Speech-to-Text Translation (S2T) Overview#

The NVIDIA Riva Speech-to-Text Translation (S2T) service transcribes audio to text between given language pairs, that is, from a source language to a target language. S2T takes an audio stream or audio buffer as input and returns a transcription. The Riva S2T service is composed of Riva ASR and NMT pipelines internally and supports streaming mode. Bilingual and multilingual models are trained using NVIDIA NeMo; a toolkit for building new state-of-the-art conversational AI models.
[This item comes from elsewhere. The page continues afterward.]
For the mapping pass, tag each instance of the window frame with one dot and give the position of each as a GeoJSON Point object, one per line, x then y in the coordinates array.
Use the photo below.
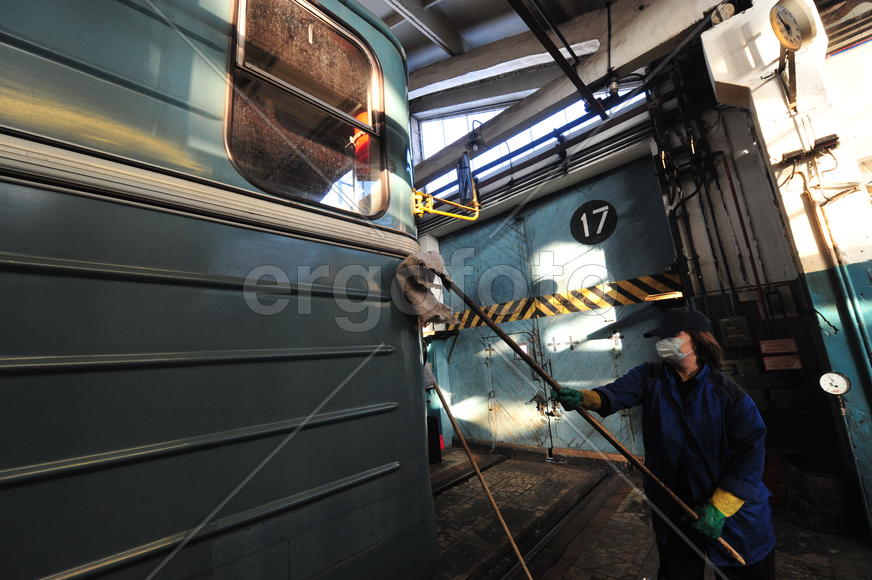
{"type": "Point", "coordinates": [376, 129]}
NeMo has separate collections for Automatic Speech Recognition (ASR) and Natural Machine Translation (NMT) models.

Language Pairs Supported#

The NVIDIA Riva S2T service supports models for the following language pairs:

  1. Spanish (es) to English (en)

  2. German (de), Spanish (es), French (fr) to English (en)

  3. Simplified Chinese (zh) to English (en)

  4. Russian (ru) to English (en)

  5. German (de) to English (en)

  6. French (fr) to English (en)

Models Supported#

The S2T feature supports the following models for (ASR)[https://docs.nvidia.com/deeplearning/riva/user-guide/docs/reference/models/asr.html] and (NMT)[https://docs.nvidia.com/deeplearning/riva/user-guide/docs/reference/models/nmt.html].

Model Deployment#

Like all Riva models, Riva S2S requires the following steps:

  1. Create .riva files for each model (ASR, NMT) from a .nemo file as outlined in the NeMo section.

  2. Create .rmir files for each Riva Speech AI Skill (ASR, NMT) using riva-build.

  3. Create model directories using riva_deploy.

  4. Deploy the model directory using riva_server.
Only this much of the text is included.